By Capt. Christopher Harrison, Headquarters Marine Corps
FORT BELVOIR, Virginia -- Staff Sgt. Joshua Stone, an imagery analysis specialist assigned to the Defense Intelligence Agency (DIA), was posthumously awarded a Bachelor of Science of Strategic Intelligence from the National Intelligence University in July 2017.
Accepting the degree in his place was Staff Sgt. Stone’s uncle, Calvin “Skip” Lucado, Master Sgt. (ret.), a former intelligence Marine currently assigned to Marine Corps Intelligence Activity at Marine Corps Base Quantico, Va.
“Josh had a serious drive and was hell bent on getting his education to build a better career once he retired from the Corps,” said Lucado, “Also to provide for his daughters.”
Staff Sgt. Stone enlisted in the Marine Corps in October 2001 as an Aviation Prevision Measurement Equipment Calibration and Repair Technician, laterally moving to the intelligence field in 2006. He deployed in support of humanitarian operations for Hurricane Katrina in 2005, extracting stranded personnel off rooftops in flooded areas; the Tactical Fusion Center (TFC) in Fallujah, Afghanistan for seven months; and the 22nd MEU, facilitating Humanitarian Assistance and Disaster Relief (HA/DR) following the earthquake in Haiti.
Lucado was with Stone from the very beginning of his interest in the military, from the time he entered his high school’s Junior Reserve Officers' Training Corps (JROTC) program. They stayed in touch through multiple deployments, and when Stone sought career advice.

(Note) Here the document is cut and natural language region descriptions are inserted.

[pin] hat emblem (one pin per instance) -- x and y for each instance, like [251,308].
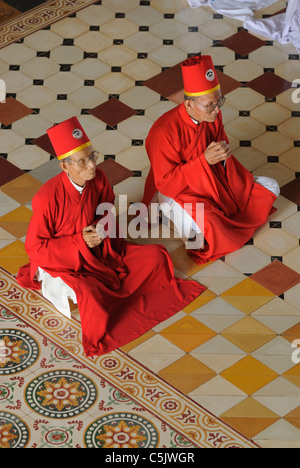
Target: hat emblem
[77,133]
[210,75]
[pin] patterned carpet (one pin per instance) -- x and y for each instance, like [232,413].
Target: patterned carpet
[115,64]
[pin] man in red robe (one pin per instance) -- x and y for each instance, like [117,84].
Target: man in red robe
[192,166]
[122,289]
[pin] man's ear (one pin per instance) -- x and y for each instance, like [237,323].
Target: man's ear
[188,104]
[63,166]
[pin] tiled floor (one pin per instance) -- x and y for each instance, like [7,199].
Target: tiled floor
[115,64]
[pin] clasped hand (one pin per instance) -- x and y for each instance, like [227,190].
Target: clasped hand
[217,152]
[91,237]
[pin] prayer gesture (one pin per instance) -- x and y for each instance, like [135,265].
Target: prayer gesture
[217,152]
[91,237]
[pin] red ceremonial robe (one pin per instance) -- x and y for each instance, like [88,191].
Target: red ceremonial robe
[234,206]
[122,289]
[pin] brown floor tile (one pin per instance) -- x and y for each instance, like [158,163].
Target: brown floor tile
[269,85]
[45,143]
[114,171]
[7,12]
[22,189]
[243,43]
[113,112]
[167,83]
[227,83]
[13,110]
[291,191]
[8,171]
[17,221]
[277,278]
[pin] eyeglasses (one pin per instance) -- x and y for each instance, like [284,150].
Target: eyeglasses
[212,107]
[82,163]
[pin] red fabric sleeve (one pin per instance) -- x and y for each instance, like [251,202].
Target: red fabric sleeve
[172,175]
[45,250]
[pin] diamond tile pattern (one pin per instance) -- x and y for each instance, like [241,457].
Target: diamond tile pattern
[12,110]
[113,112]
[229,350]
[243,43]
[269,85]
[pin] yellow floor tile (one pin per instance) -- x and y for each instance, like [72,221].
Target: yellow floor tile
[138,341]
[250,417]
[187,373]
[293,375]
[249,375]
[248,296]
[248,287]
[294,417]
[13,256]
[17,221]
[188,333]
[248,334]
[205,298]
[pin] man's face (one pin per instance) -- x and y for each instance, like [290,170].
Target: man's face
[81,166]
[204,108]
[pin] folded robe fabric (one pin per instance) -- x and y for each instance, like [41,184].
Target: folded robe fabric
[234,205]
[241,9]
[122,289]
[285,28]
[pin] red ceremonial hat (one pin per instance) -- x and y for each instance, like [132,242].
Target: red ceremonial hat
[68,137]
[199,76]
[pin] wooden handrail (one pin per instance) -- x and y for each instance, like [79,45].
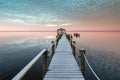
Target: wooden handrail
[23,72]
[83,60]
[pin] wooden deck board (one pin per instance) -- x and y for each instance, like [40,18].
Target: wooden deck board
[63,65]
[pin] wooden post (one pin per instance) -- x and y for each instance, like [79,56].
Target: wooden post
[82,61]
[73,48]
[45,63]
[53,49]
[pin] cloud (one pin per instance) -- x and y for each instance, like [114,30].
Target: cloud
[58,12]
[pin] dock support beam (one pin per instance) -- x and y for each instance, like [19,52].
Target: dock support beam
[82,61]
[45,63]
[73,47]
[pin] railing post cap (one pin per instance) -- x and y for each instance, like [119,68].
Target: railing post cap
[82,49]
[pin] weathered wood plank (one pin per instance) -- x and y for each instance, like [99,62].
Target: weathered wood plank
[63,65]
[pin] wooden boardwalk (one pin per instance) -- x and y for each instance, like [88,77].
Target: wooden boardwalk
[63,65]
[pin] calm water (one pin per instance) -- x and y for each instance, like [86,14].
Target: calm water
[17,49]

“As Marines, we never stop mentoring those around us, even after we have left the ranks,” said Lucado.
Shortly after commencing the intelligence degree program in 2016, Stone was diagnosed with a brain tumor. Lucado said Stone continued with the demands of his courses, despite undergoing surgery to remove the tumor with follow-on chemotherapy treatments. In December 2016, Stone was diagnosed with another brain tumor, and passed away on February 6, 2017.
Lucado maintains that Stone’s legacy will live on through those he influenced during his life: his family, his fellow Marines, and even those who are following in his footsteps to the geospatial field.
“It was Josh who influenced my son to [become a cartographer] for the National Geospatial-Intelligence Agency while he attended Old Dominion University,” said Lucado. “So it came full circle!”